Thyroid Isthmusectomy for Micropapillary Cancer: Fourth Option for Micropapillary Ca?
1. 55 Y/O female presented S/P removal of JUST her isthmus for a micropapillary cancer. She had a central neck scar from the surgery.
In 46 years of thyroid practice this is the first of my patients treated with this banned procedure.
2. She was not given all the usual options for a MPTC of surgery, active surveillance AS of Radiofrequency ablation RFA.
3. The surgeon failed to tell her that she could have the micro pap ablated and saved the surgery which even for just the isthmus required
hospital and a general anesthesia.
4. Also the next best option to that surgery would be AS.
5. “The American Thyroid Association guidelines do not mention isthmusectomy as an appropriate procedure for thyroid cancer.”
6. 19/1,810 (1 % ) patients were managed by isthmus only removal at Memorial Sloan Kettering Cancer Center from 1986-2005.
7. All 19 were before the new alternative treatments of RFA and Active surveillance.
8. If another study from 2010-2020 were done it is highly unlikely there would be any of these surgeries being done.
9. My patient had an 11 mm isthmus cancer with good preserved normal tissue around it.
10. A surgeon at a major top ten university who appears to be hard up for patients and did not want to lose this case to a RFA interventional thyroidologist or endocrinologist to follow her during active surveillance.
11. Shame of surgeons who fail to inform their referral physicians and the patient that in 2020 isthmusectomy is not an appropriate procedure for thyroid cancer.
12. Since FDA approval of soft tissue use of RFA for thyroid nodules, recurrent neck lymph node metastatic disease and micro papillary cancers we are treating many with RFA.
13. My patient was shocked that RFA was not mentioned as an option.
14. She had refused thyroidectomy and active surveillance and felt her only option to keep her thyroid was this rare surgery.
15. Alert to all patients with small papillary thyroid cancer. Do your homework before settling on surgery. Go outside to get expert opinions on AS and RFA for your cancer.
Ask for Alicia.
Thyroid isthmusectomy for well-differentiated thyroid cancer
Background: The American Thyroid Association guidelines do not mention isthmusectomy as an appropriate procedure for thyroid cancer. Despite this, a small number of patients present with lesions isolated to the thyroid isthmus, which can be excised without exploring the trachyesophageal grooves or total thyroidectomy. This study was designed to analyze outcomes in patients treated with isthmusectomy for small well-differentiated thyroid cancer (WDTC) at our institution.
Methods: Nineteen patients with WDTC managed by isthmusectomy were identified from a database of 1,810 patients (1%) with WDTC managed by surgery in Memorial Sloan Kettering Cancer Center from 1986-2005. Demographic, surgical, pathological, and outcomes data were analyzed.

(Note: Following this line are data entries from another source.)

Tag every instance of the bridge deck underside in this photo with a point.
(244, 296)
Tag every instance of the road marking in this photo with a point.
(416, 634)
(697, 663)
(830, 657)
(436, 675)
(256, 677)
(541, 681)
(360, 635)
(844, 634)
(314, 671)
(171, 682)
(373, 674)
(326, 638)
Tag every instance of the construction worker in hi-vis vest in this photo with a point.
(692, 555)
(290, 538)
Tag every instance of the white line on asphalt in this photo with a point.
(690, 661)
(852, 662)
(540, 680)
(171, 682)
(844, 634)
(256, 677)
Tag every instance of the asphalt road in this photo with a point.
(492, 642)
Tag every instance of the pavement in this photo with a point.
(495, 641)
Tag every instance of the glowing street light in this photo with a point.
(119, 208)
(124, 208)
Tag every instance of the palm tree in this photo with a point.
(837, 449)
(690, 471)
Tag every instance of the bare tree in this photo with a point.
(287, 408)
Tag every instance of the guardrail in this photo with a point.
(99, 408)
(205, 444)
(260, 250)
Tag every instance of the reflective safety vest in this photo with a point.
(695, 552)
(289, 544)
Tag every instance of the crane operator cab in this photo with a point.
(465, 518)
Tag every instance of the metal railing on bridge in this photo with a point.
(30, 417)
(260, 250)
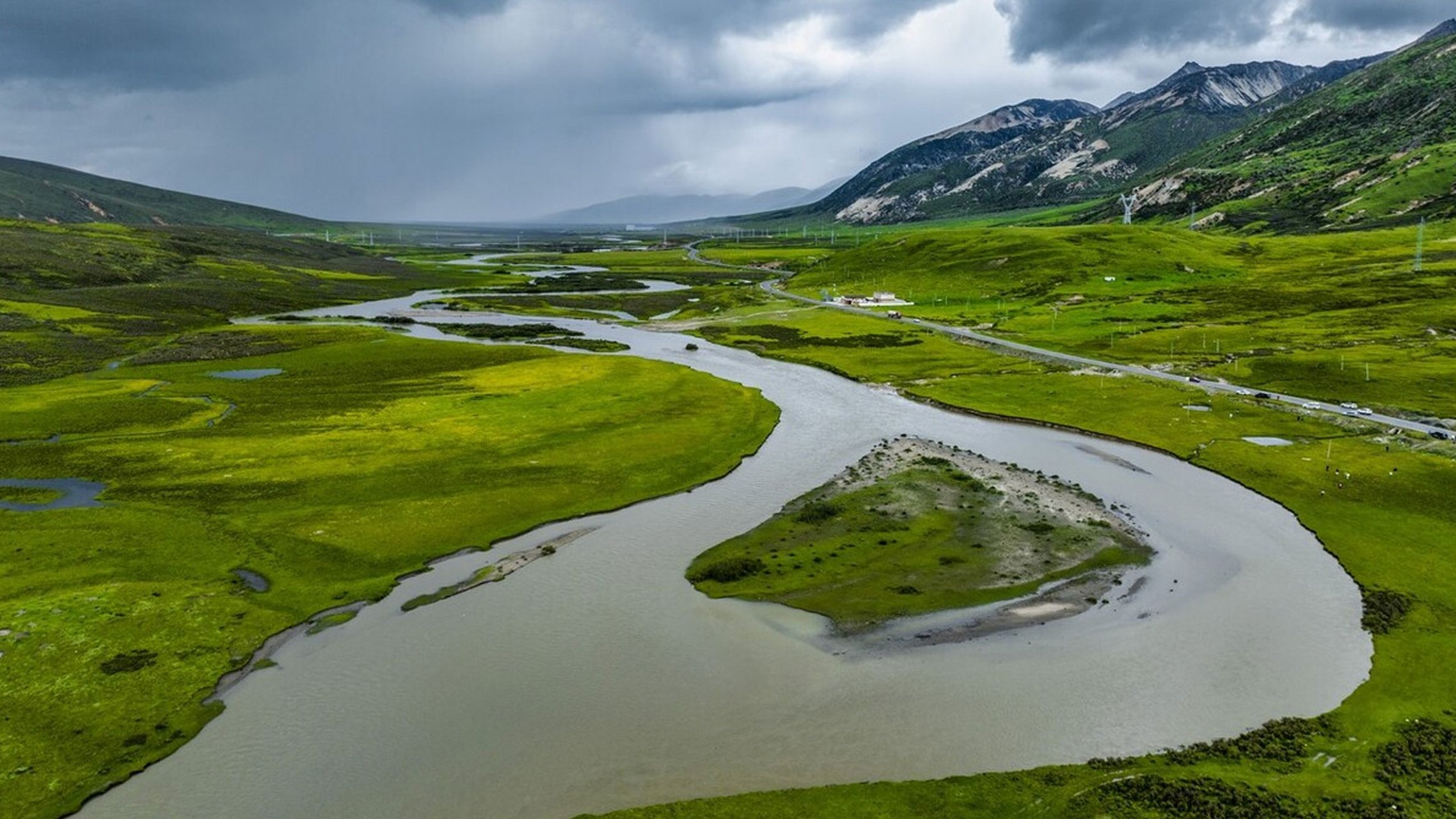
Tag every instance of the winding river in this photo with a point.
(599, 678)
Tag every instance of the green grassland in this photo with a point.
(40, 191)
(1296, 314)
(118, 621)
(1379, 503)
(367, 457)
(1375, 148)
(905, 534)
(73, 298)
(681, 303)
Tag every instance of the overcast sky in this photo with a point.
(494, 109)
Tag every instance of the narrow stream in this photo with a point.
(597, 678)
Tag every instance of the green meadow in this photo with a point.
(910, 529)
(1296, 314)
(365, 457)
(1378, 502)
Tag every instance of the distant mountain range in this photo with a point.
(1290, 146)
(1040, 152)
(50, 193)
(1376, 146)
(656, 209)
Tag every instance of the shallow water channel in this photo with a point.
(599, 678)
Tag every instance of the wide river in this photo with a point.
(599, 678)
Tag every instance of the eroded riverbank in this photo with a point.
(608, 681)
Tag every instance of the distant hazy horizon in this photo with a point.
(505, 109)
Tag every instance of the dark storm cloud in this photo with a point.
(1378, 15)
(136, 43)
(1089, 29)
(190, 44)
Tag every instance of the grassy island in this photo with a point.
(915, 528)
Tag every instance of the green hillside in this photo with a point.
(1376, 148)
(49, 193)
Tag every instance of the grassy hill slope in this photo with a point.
(50, 193)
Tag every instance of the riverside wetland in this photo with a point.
(1372, 497)
(1264, 610)
(916, 528)
(689, 696)
(359, 458)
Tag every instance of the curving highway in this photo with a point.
(775, 287)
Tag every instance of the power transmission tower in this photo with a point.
(1420, 245)
(1129, 203)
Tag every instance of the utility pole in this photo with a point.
(1420, 245)
(1129, 203)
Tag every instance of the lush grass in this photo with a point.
(368, 455)
(1378, 503)
(47, 191)
(1276, 312)
(682, 303)
(905, 534)
(73, 298)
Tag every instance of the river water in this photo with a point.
(599, 678)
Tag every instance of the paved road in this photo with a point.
(773, 287)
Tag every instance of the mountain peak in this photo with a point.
(1444, 29)
(1190, 67)
(1028, 113)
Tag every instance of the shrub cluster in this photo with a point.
(1276, 741)
(1384, 610)
(729, 570)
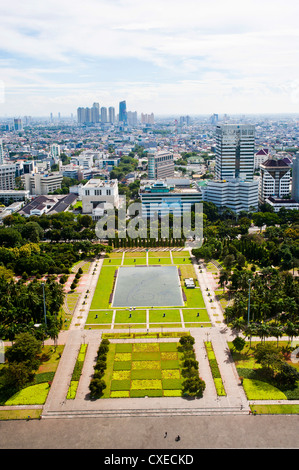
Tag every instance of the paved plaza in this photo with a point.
(137, 423)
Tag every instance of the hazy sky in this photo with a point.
(161, 56)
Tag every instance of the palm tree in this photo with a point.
(249, 331)
(223, 278)
(263, 331)
(291, 330)
(276, 331)
(238, 324)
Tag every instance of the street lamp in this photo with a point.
(249, 282)
(45, 312)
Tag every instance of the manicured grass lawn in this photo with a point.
(102, 316)
(255, 383)
(194, 298)
(157, 316)
(158, 254)
(181, 261)
(259, 390)
(20, 414)
(71, 301)
(135, 254)
(180, 254)
(115, 255)
(275, 409)
(112, 262)
(162, 260)
(190, 315)
(135, 261)
(143, 369)
(135, 316)
(103, 289)
(32, 395)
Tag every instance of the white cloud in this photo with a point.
(222, 53)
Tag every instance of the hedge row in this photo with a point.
(77, 371)
(97, 384)
(220, 390)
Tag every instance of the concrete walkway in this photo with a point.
(235, 401)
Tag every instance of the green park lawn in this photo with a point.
(135, 316)
(36, 393)
(103, 289)
(143, 369)
(99, 316)
(255, 382)
(105, 283)
(157, 316)
(159, 260)
(159, 254)
(190, 315)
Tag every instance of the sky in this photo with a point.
(162, 56)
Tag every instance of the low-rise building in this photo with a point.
(97, 191)
(236, 194)
(42, 183)
(161, 198)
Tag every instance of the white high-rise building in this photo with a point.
(235, 194)
(8, 176)
(55, 150)
(235, 147)
(295, 178)
(1, 152)
(104, 115)
(274, 180)
(111, 115)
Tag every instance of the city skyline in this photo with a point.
(166, 58)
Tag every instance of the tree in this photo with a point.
(96, 387)
(194, 386)
(25, 349)
(239, 343)
(15, 376)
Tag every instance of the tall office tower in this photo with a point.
(160, 165)
(1, 152)
(122, 112)
(104, 118)
(95, 113)
(55, 150)
(274, 180)
(8, 176)
(18, 126)
(214, 119)
(235, 147)
(295, 178)
(87, 115)
(81, 115)
(147, 118)
(111, 115)
(132, 118)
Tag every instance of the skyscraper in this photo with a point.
(104, 115)
(274, 179)
(111, 115)
(1, 152)
(95, 113)
(81, 115)
(295, 178)
(18, 126)
(122, 112)
(235, 146)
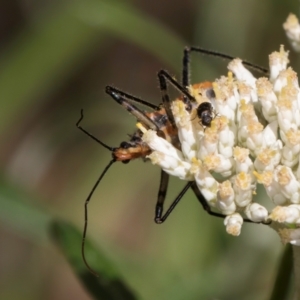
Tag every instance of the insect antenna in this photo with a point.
(86, 216)
(90, 135)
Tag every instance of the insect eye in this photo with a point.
(125, 145)
(210, 93)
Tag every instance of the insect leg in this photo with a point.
(188, 50)
(162, 192)
(120, 98)
(165, 77)
(86, 215)
(159, 218)
(132, 98)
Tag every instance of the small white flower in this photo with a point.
(292, 29)
(253, 139)
(233, 224)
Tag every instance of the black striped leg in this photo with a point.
(162, 192)
(186, 62)
(164, 78)
(159, 217)
(131, 98)
(86, 215)
(122, 99)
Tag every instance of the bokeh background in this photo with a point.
(56, 57)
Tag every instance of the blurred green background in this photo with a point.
(56, 57)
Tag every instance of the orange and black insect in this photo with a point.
(160, 119)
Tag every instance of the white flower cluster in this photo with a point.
(292, 30)
(253, 139)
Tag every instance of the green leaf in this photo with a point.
(47, 52)
(109, 285)
(19, 214)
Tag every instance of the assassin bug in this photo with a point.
(161, 120)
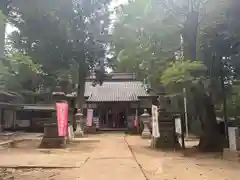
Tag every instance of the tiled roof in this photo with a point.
(115, 91)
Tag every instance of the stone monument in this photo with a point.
(145, 118)
(79, 121)
(167, 132)
(50, 138)
(233, 152)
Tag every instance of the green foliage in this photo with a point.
(2, 17)
(60, 36)
(18, 71)
(144, 39)
(181, 72)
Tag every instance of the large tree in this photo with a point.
(144, 39)
(65, 37)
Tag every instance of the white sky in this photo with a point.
(113, 4)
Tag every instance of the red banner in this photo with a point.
(62, 118)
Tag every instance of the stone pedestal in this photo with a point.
(145, 117)
(90, 130)
(79, 122)
(231, 155)
(70, 132)
(146, 134)
(167, 137)
(51, 139)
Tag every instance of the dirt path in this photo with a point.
(175, 166)
(111, 157)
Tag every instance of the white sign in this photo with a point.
(155, 127)
(178, 125)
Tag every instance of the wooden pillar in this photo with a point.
(2, 38)
(1, 120)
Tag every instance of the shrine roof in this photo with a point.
(115, 91)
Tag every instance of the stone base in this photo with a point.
(231, 155)
(70, 133)
(79, 131)
(90, 130)
(162, 143)
(146, 135)
(155, 143)
(58, 142)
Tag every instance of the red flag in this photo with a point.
(62, 118)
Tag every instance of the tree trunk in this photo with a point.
(211, 139)
(81, 86)
(190, 32)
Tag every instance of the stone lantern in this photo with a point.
(79, 121)
(145, 118)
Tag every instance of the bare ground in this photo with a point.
(111, 157)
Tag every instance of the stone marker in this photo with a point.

Results: Six patients were men and 13 were women. The median age was 46 (range, 28-83) years. All patients had a solitary nodule confined to the thyroid isthmus. The median size of lesion was 1 (range, 0.4-3) cm. Eighteen patients had a pathologically T1 lesion (pT1), and one patient had a pT2 lesion. Two patients had papillary carcinoma detected in perithyroid lymph nodes (pN1a). There were no complications of recurrent laryngeal nerve palsy or hypocalcaemia. With a median follow-up of 124 (range, 53-276) months, the 10-year disease-specific survival was 100% and 100% local and regional 10-year recurrence-free survival.
Conclusions: Our results suggest that isthmusectomy alone may be sufficient treatment for selected patients with small WDTC limited to the isthmus. This procedure has the benefit of avoiding dissection of the recurrent laryngeal nerve and parathyroid glands, thus limiting postoperative complications.